Dr. Friedrich Hetzel: Für die Wasserwirtschaft ist die Stromversorgung natürlich essentiell. Ein Blackout wäre sicher das Worst-Case-Szenario; dann wäre das zivile Miteinander nicht mehr möglich. Das ist aber äußerst unwahrscheinlich. Wenn überhaupt erwarten Fachleute einen Brownout, also kurzzeitige kontrollierte Lastabschaltungen.
Aufgrund der dezentralen Strukturen hätte ein Cyberangriff in der Wasserwirtschaft nur lokale Auswirkungen, wäre also keine Katastrophe für das ganze Land. Aber natürlich wären die Bevölkerung in der Region, die industrielle Wasserversorgung und auch der Umweltschutz im angegriffenen Gebiet betroffen.
„Einen 100%igen Schutz gibt es nicht. Das Schließen von Sicherheitslücken ist eine Daueraufgabe.“
- Dr. Wolf Merkel
B_I umweltbau: Wie groß sind Ihrer Einschätzung nach die IT-Sicherheitslücken bei Betreibern kritischer Infrastrukturen?
Dr. Merkel: Das lässt sich nicht genau sagen. Fakt ist: Einen hundertprozentigen Schutz gibt es nicht.
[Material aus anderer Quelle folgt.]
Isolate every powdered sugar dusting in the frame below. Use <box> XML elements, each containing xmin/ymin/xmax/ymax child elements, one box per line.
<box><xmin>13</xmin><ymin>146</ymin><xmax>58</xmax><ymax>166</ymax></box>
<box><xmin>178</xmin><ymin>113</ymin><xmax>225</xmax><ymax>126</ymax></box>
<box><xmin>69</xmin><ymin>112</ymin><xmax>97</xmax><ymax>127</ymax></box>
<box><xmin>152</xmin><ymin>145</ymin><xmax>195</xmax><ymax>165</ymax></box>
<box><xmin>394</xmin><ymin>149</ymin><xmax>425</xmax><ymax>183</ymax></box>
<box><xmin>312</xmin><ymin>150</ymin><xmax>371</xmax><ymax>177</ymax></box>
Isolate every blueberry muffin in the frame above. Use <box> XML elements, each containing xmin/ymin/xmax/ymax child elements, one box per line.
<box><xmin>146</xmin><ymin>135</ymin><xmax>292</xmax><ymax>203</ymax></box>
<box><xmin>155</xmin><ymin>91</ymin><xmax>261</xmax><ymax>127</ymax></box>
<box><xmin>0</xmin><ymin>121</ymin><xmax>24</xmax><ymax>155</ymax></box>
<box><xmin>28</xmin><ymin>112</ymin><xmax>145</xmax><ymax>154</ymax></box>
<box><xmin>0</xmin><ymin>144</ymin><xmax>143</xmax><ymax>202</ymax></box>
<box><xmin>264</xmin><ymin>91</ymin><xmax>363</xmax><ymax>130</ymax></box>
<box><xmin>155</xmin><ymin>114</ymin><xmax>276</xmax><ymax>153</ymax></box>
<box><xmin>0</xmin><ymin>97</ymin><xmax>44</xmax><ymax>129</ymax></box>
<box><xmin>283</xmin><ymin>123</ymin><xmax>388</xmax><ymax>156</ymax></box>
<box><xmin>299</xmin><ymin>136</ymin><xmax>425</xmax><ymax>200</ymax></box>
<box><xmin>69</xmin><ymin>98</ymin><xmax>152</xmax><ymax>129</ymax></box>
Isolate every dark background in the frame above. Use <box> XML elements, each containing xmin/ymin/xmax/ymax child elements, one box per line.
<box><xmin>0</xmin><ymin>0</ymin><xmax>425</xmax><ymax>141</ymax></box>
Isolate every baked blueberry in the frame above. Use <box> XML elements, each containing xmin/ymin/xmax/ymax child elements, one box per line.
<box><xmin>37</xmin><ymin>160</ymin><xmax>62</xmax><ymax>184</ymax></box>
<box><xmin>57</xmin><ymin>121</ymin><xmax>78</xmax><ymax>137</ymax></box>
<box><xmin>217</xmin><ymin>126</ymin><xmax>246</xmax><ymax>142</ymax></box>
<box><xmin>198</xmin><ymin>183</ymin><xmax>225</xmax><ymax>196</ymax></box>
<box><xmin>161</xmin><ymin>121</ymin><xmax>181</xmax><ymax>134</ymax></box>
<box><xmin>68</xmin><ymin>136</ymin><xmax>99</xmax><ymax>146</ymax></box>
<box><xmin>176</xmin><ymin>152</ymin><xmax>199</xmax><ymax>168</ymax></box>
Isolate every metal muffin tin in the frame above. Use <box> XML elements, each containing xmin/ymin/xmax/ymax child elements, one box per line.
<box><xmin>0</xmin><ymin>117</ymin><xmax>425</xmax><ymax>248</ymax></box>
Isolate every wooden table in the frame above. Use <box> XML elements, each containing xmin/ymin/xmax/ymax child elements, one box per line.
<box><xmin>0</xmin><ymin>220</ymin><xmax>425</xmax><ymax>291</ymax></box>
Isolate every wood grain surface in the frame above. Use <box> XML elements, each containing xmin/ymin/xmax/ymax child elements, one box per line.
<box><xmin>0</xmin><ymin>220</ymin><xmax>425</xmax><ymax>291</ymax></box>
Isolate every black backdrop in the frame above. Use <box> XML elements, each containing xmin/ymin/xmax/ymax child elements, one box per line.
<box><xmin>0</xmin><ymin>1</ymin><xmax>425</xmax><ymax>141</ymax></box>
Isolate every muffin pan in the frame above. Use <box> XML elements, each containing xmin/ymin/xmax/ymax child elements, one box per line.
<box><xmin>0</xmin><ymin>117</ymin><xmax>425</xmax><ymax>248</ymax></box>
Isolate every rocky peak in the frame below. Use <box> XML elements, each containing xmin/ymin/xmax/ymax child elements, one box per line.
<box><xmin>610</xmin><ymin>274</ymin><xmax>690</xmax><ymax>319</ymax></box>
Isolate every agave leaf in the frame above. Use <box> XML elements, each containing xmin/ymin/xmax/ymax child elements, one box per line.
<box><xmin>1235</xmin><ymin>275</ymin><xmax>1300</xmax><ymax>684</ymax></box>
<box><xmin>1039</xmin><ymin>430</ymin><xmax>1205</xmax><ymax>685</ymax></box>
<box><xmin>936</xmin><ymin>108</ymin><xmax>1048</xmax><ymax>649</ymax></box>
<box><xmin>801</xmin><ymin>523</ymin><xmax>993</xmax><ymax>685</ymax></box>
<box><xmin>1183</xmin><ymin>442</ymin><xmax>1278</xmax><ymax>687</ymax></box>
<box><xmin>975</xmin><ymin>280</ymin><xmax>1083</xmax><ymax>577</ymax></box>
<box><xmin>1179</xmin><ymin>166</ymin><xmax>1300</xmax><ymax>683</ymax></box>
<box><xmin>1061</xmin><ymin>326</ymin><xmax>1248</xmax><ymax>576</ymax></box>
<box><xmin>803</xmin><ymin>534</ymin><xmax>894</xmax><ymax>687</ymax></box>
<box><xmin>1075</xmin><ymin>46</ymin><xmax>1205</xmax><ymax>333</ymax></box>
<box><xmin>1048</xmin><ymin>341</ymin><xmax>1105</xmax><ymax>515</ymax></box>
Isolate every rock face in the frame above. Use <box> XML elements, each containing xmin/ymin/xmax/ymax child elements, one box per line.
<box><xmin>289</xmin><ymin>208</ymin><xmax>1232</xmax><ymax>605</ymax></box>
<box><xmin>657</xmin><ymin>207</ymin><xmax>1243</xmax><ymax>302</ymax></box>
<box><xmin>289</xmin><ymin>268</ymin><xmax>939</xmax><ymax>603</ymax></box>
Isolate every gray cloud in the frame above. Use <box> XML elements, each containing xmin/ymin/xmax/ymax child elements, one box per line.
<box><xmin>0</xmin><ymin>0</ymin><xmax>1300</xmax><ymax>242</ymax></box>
Angriffe werden zunehmen und manche werden auch erfolgreich sein. Die Verantwortung für die Sicherheit liegt in erster Linie bei den Herstellern der eingesetzten Software-Programme, sichere Produkte zu entwickeln und möglichst sichere Updates bereitzustellen. Für Unternehmen ist das Schließen etwaiger IT-Sicherheitslücken eine Daueraufgabe. Nichts ist so empfindlich wie die Nachlässigkeit in der täglichen Routine. Was die Unternehmen zur Bewältigung dieser Daueraufgabe benötigen, sind Know-how, Aufmerksamkeit, Budget und Kompetenz.
Dr. Hetzel: Digitalisierung darf indes kein Selbstzweck sein. Es müssen immer Kosten und Nutzen abgewogen werden. Mit zunehmender Digitalisierung steigt die Angriffsgefahr. Die Frage ist daher: Muss ich alles durchdigitalisieren? Möglicherweise macht es nicht bei allen Anlagen Sinn und man kann die eine oder andere Anlage von Hand fahren. Dabei ist auch der Fachkräftemangel zu berücksichtigen, wonach es sich wiederum lohnen könnte, eine Anlage über eine Leitzentrale fernzusteuern und gegen Cyberangriffe zu schützen.
B_I umweltbau: Was raten Sie Unternehmen konkret, wenn es zu einem Cyberangriff kommt, der Auswirkungen auf die Sicherheitslage hat?
Dr. Hetzel: Wir empfehlen, sich bei einem solchen Vorfall schnellstmöglich an das BSI zu wenden. Das Amt hat eine entsprechende Checkliste, die beschreibt, was man tun sollte. Die ausgemachte Schwachstelle sollte dem BSI gemeldet werden. Denn jeder, der sich offenbart, hilft auch anderen sich zu schützen.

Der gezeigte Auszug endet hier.